36 Comments
User's avatar
Daniel Greco's avatar

For both Chris Samp and Some Lawyer, yeah a natural way to avoid the tension is to constrain fallibilism. It's not that you can't be 100% certain about *anything*. Rather, it's that your 100% certainties should be restricted to some limited class of claims. Some Lawyer is suggesting they should just be claims about your experiences. Chris Samp seems happy for certainties to include claims about poll results. But maybe both will agree no certainty in abstract scientific theories.

I've got my reasons for not loving this style of answer, but I don't think they're knock down. For claims about experiences, I tend to think that for facts about what you've experienced to be the sorts of facts that you're comfortable treating as absolutely certain, indubitable, etc., you have to drain them of quite a lot of content. E.g., it can't be something like "I'm hungry", because you might be mistaking hunger for some other kind of stomach pain. And I'm not sure that experiences drained of that much content can play the roles they'd need to as evidence. Certainly it's very hard to imagine actually working with runnable models that treat as evidence stuff about what experiences I have, rather than just the poll results themselves. The state space you'd need for such models would be intractably large and unstructured. So once you make this move, you're necessarily, I think, moving to a version of Bayesianism that's got to be pretty detached from either models we explicitly build for forecasting, or even, I think, the ones we implicitly reason with in everyday life; I tend to think actual reasoning involves taking a lot more for granted--thinking about "small worlds", as Savage said--than this kind of picture suggests.

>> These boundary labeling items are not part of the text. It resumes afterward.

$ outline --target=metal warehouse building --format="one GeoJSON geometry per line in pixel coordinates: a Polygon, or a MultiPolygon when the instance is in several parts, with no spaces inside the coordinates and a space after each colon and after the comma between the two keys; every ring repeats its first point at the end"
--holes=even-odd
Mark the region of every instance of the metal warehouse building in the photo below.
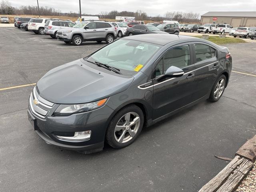
{"type": "Polygon", "coordinates": [[[201,22],[229,24],[234,27],[256,26],[256,12],[210,12],[201,16],[201,22]]]}

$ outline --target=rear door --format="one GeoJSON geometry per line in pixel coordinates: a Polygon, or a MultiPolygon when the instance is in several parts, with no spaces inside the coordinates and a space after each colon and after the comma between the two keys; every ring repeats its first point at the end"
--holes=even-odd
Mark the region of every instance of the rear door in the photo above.
{"type": "Polygon", "coordinates": [[[220,70],[218,52],[206,43],[194,42],[192,45],[196,67],[195,89],[201,98],[212,90],[217,78],[220,70]]]}
{"type": "Polygon", "coordinates": [[[193,54],[190,43],[174,46],[156,61],[152,69],[154,84],[153,118],[156,120],[197,99],[195,94],[193,54]],[[171,66],[182,69],[184,74],[175,78],[158,81],[171,66]]]}
{"type": "Polygon", "coordinates": [[[90,40],[96,39],[97,38],[97,29],[96,29],[96,22],[91,22],[86,26],[88,28],[84,29],[83,36],[84,39],[90,40]]]}

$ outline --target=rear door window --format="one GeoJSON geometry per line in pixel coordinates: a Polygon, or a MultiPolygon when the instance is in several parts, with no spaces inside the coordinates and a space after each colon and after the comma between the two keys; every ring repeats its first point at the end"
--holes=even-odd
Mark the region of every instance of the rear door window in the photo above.
{"type": "MultiPolygon", "coordinates": [[[[194,44],[196,62],[210,59],[212,56],[212,52],[209,46],[204,44],[194,44]]],[[[215,53],[214,53],[215,55],[215,53]]]]}

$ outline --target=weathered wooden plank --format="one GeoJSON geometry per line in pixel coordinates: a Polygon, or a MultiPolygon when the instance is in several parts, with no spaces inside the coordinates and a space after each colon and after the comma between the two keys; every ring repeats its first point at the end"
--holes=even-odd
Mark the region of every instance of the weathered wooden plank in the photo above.
{"type": "Polygon", "coordinates": [[[236,152],[236,155],[244,157],[252,162],[256,160],[256,135],[248,140],[236,152]]]}
{"type": "Polygon", "coordinates": [[[228,177],[216,192],[233,192],[237,188],[240,182],[243,180],[253,167],[253,163],[247,159],[244,159],[246,161],[243,162],[234,171],[234,173],[228,177]]]}
{"type": "Polygon", "coordinates": [[[237,167],[248,160],[237,156],[216,176],[206,184],[198,192],[215,192],[237,167]]]}

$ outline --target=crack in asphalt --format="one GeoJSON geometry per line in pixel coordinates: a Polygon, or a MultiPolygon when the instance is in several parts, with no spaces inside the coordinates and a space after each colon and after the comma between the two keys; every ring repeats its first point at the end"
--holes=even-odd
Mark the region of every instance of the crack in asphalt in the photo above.
{"type": "Polygon", "coordinates": [[[244,104],[245,105],[246,105],[248,106],[250,106],[250,107],[253,107],[253,108],[254,108],[255,109],[256,109],[256,107],[254,107],[254,106],[253,106],[252,105],[249,105],[249,104],[247,104],[246,103],[244,103],[244,102],[242,102],[242,101],[238,101],[238,100],[236,100],[235,99],[233,99],[233,98],[231,98],[230,97],[227,97],[226,96],[222,96],[222,97],[225,97],[226,98],[228,98],[229,99],[232,99],[232,100],[234,100],[234,101],[236,101],[237,102],[239,102],[239,103],[242,103],[243,104],[244,104]]]}

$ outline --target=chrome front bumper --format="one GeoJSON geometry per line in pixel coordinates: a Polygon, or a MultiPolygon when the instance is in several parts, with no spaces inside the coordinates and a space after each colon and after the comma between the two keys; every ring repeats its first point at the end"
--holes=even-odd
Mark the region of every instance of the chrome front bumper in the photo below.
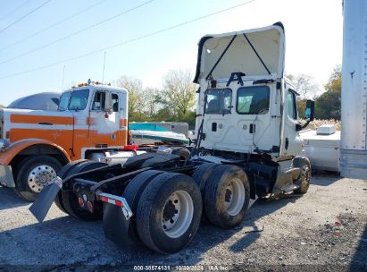
{"type": "Polygon", "coordinates": [[[0,165],[0,185],[12,188],[15,187],[11,166],[0,165]]]}

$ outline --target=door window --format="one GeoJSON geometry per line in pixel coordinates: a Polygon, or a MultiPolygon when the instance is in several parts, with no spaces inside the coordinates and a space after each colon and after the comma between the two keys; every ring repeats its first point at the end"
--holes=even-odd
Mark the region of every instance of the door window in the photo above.
{"type": "Polygon", "coordinates": [[[83,110],[87,106],[88,98],[89,97],[89,89],[78,89],[71,93],[70,99],[70,110],[83,110]]]}
{"type": "Polygon", "coordinates": [[[105,93],[104,91],[96,91],[95,98],[93,99],[92,110],[103,111],[104,110],[105,93]]]}
{"type": "Polygon", "coordinates": [[[269,112],[268,86],[241,87],[237,92],[237,112],[239,115],[265,115],[269,112]]]}
{"type": "Polygon", "coordinates": [[[60,98],[59,111],[65,111],[68,109],[70,98],[71,96],[71,91],[64,92],[60,98]]]}
{"type": "Polygon", "coordinates": [[[119,111],[119,96],[117,94],[112,95],[113,98],[113,111],[117,113],[119,111]]]}
{"type": "Polygon", "coordinates": [[[289,118],[294,120],[297,119],[296,96],[295,93],[290,90],[288,90],[287,94],[287,112],[289,118]]]}
{"type": "Polygon", "coordinates": [[[230,89],[208,89],[205,91],[207,115],[229,115],[232,103],[232,91],[230,89]]]}

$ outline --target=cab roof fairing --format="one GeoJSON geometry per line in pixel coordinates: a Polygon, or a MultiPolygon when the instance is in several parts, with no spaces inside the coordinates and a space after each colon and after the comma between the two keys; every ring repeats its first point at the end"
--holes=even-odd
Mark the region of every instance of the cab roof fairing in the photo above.
{"type": "Polygon", "coordinates": [[[236,38],[213,71],[214,80],[229,78],[237,72],[246,76],[269,75],[270,72],[276,78],[283,77],[285,32],[282,23],[276,22],[263,28],[204,36],[198,42],[195,83],[208,77],[235,35],[236,38]]]}
{"type": "Polygon", "coordinates": [[[71,88],[69,89],[65,89],[63,91],[62,94],[68,92],[68,91],[74,91],[74,90],[79,90],[79,89],[89,89],[91,90],[109,90],[109,91],[118,91],[120,93],[128,93],[128,89],[125,88],[121,88],[121,87],[113,87],[110,85],[86,85],[86,86],[80,86],[80,87],[75,87],[75,88],[71,88]]]}

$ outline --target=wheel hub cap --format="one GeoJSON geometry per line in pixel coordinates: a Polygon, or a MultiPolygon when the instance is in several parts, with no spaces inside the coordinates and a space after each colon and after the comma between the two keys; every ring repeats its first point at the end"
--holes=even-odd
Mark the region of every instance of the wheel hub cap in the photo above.
{"type": "Polygon", "coordinates": [[[42,188],[51,183],[56,178],[56,172],[46,165],[38,166],[28,175],[28,185],[35,192],[41,191],[42,188]]]}
{"type": "Polygon", "coordinates": [[[162,226],[164,233],[171,237],[181,236],[188,229],[194,217],[194,202],[185,191],[172,193],[164,204],[162,226]]]}

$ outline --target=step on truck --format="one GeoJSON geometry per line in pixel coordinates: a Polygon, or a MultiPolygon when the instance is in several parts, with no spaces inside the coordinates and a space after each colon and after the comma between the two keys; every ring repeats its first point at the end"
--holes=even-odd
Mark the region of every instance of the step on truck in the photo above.
{"type": "Polygon", "coordinates": [[[230,228],[257,198],[305,193],[311,166],[297,157],[306,123],[284,77],[281,23],[207,35],[198,44],[196,145],[190,157],[171,149],[129,157],[123,166],[77,161],[64,166],[29,208],[42,221],[53,201],[67,214],[103,220],[105,236],[129,248],[172,253],[204,217],[230,228]]]}

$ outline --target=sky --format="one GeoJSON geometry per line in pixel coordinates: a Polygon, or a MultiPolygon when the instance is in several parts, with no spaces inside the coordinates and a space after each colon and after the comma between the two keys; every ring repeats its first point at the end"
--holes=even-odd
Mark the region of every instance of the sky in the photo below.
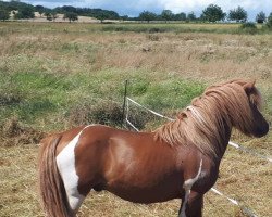
{"type": "Polygon", "coordinates": [[[267,15],[272,12],[272,0],[22,0],[22,2],[47,8],[62,5],[100,8],[128,16],[138,16],[144,10],[160,14],[163,9],[171,10],[173,13],[194,11],[196,15],[200,15],[202,10],[211,3],[221,7],[226,13],[240,5],[247,11],[248,18],[251,21],[260,11],[267,15]]]}

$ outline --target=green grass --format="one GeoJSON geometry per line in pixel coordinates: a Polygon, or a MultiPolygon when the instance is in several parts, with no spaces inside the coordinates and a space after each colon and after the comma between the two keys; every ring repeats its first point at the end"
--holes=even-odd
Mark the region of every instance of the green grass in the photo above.
{"type": "MultiPolygon", "coordinates": [[[[64,119],[65,115],[75,107],[81,110],[88,106],[89,110],[91,107],[97,110],[94,107],[98,107],[104,101],[115,101],[121,107],[124,80],[125,76],[119,69],[82,72],[65,76],[46,72],[14,72],[2,77],[0,117],[9,119],[15,116],[25,124],[38,126],[49,116],[54,119],[64,119]],[[9,90],[9,95],[7,95],[7,90],[9,90]]],[[[131,73],[128,86],[129,97],[161,112],[181,110],[202,90],[203,86],[199,82],[176,79],[173,76],[164,76],[154,84],[150,72],[144,71],[131,73]],[[141,77],[146,79],[143,80],[141,77]]],[[[92,115],[98,116],[98,114],[92,115]]],[[[116,125],[116,123],[108,124],[116,125]]]]}
{"type": "Polygon", "coordinates": [[[271,30],[257,25],[257,30],[251,33],[240,29],[240,24],[212,24],[212,23],[120,23],[120,24],[84,24],[84,23],[29,23],[28,27],[20,22],[1,23],[0,36],[30,31],[37,33],[63,33],[63,34],[88,34],[100,31],[134,31],[134,33],[210,33],[210,34],[271,34],[271,30]],[[13,26],[13,28],[10,28],[13,26]]]}

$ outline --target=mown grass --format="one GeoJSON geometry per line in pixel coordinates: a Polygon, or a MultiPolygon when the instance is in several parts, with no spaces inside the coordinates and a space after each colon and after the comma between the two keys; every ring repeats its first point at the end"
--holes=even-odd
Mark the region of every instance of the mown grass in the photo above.
{"type": "MultiPolygon", "coordinates": [[[[214,31],[236,28],[183,25],[214,31]]],[[[210,84],[233,78],[257,78],[263,113],[272,122],[272,35],[176,34],[180,24],[173,25],[174,30],[152,34],[104,29],[108,26],[121,25],[0,23],[0,124],[15,118],[45,132],[89,123],[121,127],[126,79],[129,97],[174,116],[210,84]]],[[[143,26],[157,28],[157,24],[125,25],[143,26]]],[[[139,128],[151,130],[164,122],[131,110],[129,118],[139,128]]],[[[251,140],[235,131],[233,139],[271,154],[271,132],[251,140]]],[[[0,216],[42,216],[35,187],[37,146],[4,146],[1,141],[0,149],[0,216]]],[[[270,216],[271,176],[269,163],[230,148],[217,186],[259,216],[270,216]]],[[[143,206],[92,193],[79,216],[176,216],[178,206],[178,200],[143,206]]],[[[211,192],[205,214],[244,216],[211,192]]]]}

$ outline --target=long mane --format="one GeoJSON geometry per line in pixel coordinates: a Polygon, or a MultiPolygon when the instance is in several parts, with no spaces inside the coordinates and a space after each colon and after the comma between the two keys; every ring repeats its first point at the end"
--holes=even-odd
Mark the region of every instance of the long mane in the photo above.
{"type": "Polygon", "coordinates": [[[170,145],[193,144],[205,154],[218,156],[228,142],[233,126],[250,135],[254,125],[250,103],[258,107],[261,104],[254,84],[232,80],[207,88],[175,120],[154,130],[156,139],[170,145]],[[246,91],[245,87],[250,85],[250,91],[246,91]]]}

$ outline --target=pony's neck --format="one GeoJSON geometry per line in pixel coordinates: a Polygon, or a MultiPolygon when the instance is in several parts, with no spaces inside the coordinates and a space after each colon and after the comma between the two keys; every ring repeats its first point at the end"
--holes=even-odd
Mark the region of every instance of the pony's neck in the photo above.
{"type": "Polygon", "coordinates": [[[221,161],[222,157],[224,156],[232,133],[232,127],[230,127],[230,125],[227,125],[225,120],[223,122],[224,122],[225,137],[222,138],[221,144],[219,144],[217,149],[218,153],[217,156],[214,156],[214,158],[218,161],[221,161]]]}

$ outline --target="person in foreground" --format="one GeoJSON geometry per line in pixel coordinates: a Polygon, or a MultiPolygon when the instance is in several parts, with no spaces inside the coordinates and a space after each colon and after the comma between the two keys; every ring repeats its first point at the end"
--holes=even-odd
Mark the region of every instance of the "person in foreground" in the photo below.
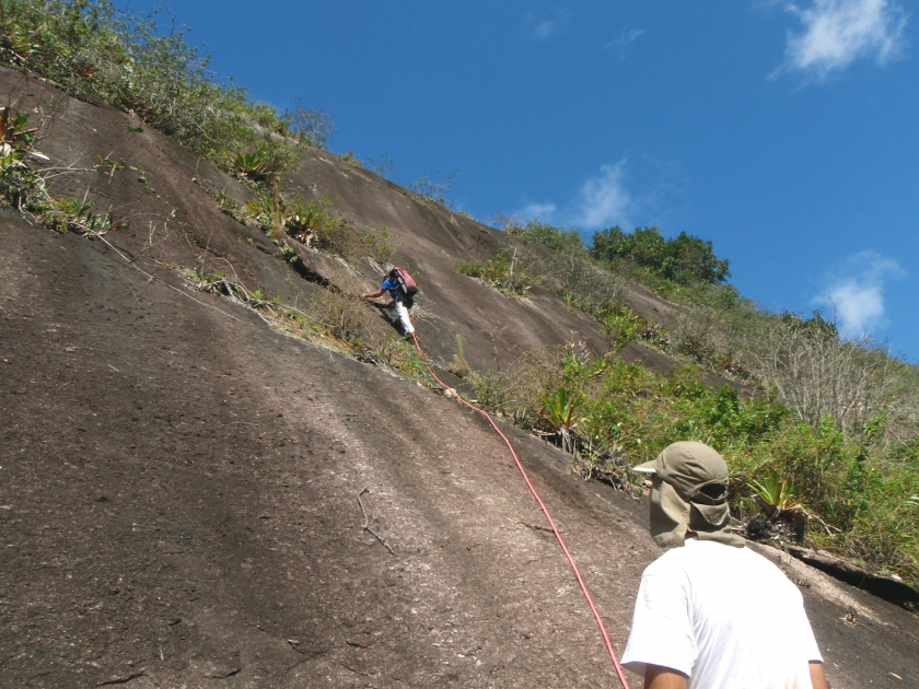
{"type": "Polygon", "coordinates": [[[651,475],[651,535],[623,665],[644,689],[827,689],[801,592],[731,532],[728,465],[674,443],[651,475]]]}

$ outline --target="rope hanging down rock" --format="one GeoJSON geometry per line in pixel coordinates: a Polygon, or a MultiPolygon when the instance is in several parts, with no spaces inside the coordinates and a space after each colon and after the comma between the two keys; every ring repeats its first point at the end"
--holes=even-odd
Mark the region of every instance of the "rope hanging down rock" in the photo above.
{"type": "MultiPolygon", "coordinates": [[[[412,332],[411,337],[415,340],[415,347],[418,348],[418,353],[421,354],[421,358],[423,359],[424,352],[421,350],[421,344],[418,342],[418,336],[415,335],[415,332],[412,332]]],[[[434,381],[437,381],[444,389],[451,389],[449,385],[446,385],[437,376],[437,374],[431,370],[431,366],[429,366],[427,363],[424,364],[424,366],[428,369],[428,372],[431,374],[431,376],[433,376],[434,381]]],[[[479,409],[475,405],[466,401],[460,395],[456,395],[456,399],[466,405],[469,409],[478,411],[486,419],[488,419],[488,422],[491,424],[491,428],[495,429],[495,432],[503,439],[504,443],[508,445],[508,449],[511,451],[511,455],[513,456],[514,462],[516,463],[517,469],[520,469],[521,475],[523,475],[523,480],[526,481],[526,486],[527,488],[530,488],[530,492],[533,493],[533,497],[536,499],[536,502],[539,503],[539,507],[543,510],[543,514],[546,515],[546,519],[548,519],[549,525],[552,527],[552,533],[555,534],[556,540],[558,540],[558,545],[561,546],[561,550],[565,552],[565,557],[568,558],[568,563],[574,571],[574,576],[578,579],[578,583],[581,585],[581,591],[584,594],[584,598],[588,599],[588,605],[591,606],[594,619],[596,620],[596,623],[600,627],[600,632],[603,634],[603,641],[606,643],[606,650],[609,653],[609,657],[613,659],[613,665],[616,667],[616,675],[618,675],[619,677],[619,681],[623,685],[623,689],[629,689],[629,685],[626,681],[626,676],[623,674],[623,667],[621,665],[619,665],[619,659],[616,657],[616,651],[613,649],[613,643],[609,641],[609,635],[606,633],[606,627],[603,624],[603,619],[600,617],[600,612],[597,611],[596,606],[594,605],[593,598],[591,598],[591,594],[588,592],[588,586],[586,584],[584,584],[584,580],[581,577],[581,572],[580,570],[578,570],[578,565],[574,563],[574,558],[572,558],[571,553],[568,551],[568,546],[565,545],[565,539],[562,539],[561,534],[559,534],[558,527],[556,527],[556,524],[552,521],[552,517],[549,514],[546,504],[543,502],[543,499],[539,498],[539,493],[536,492],[536,489],[533,488],[533,483],[530,482],[530,477],[526,475],[526,471],[524,470],[523,465],[521,464],[520,458],[516,455],[516,452],[514,452],[514,448],[511,445],[511,441],[508,440],[508,436],[501,432],[501,429],[499,429],[498,424],[495,423],[495,420],[491,418],[491,414],[489,414],[484,409],[479,409]]]]}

But my preferred approach leads to puzzles too, because you need non-Bayesian ways of ceasing to treat as certain evidence stuff that you previously were treating as certain evidence. E.g., if you treat as evidence that some poll obtained a certain result, and then later learn that there was a typo in the report, the process by which you "unlearn" the evidence about the poll result can't just be a straightforward Bayesian update in the model you started with.

Expand full comment
Godshatter's avatar

This is a nice point but doesn’t seem too worrying for the Bayesian fallibilist. Because it seems like being certain in one’s evidence is just an artifact of the idealization required to cast learning episodes into this mathematical framework. In order to model these updates, you need certain elements that you treat as fixed for the sake of the model, and then update from there. But you can always go back to revise those elements… you don’t take those to be fixed forever. (Neurath’s boat and all that.) Like you can always treat the evidence as a further hypothesis and then ask what the evidence for that is; eg, is the reporting agency of the polls is usually reliable etc.

Expand full comment
Chris Schuck's avatar

I have no background in this area, but your post jibes with misgivings I've had about the universal applicability of Bayes-style updating given the relative nature of "evidence." My sense is that evidence often gets too much of a free pass in these kind of discussions, as if what counts as evidence (and how much it should count) is itself automatically self-evident. For example: how would we operationalize my statement above, that your post subjectively confirms ("jibes with") my subjective misgivings relating to a partly theoretical concern, in terms of quantifiable evidence?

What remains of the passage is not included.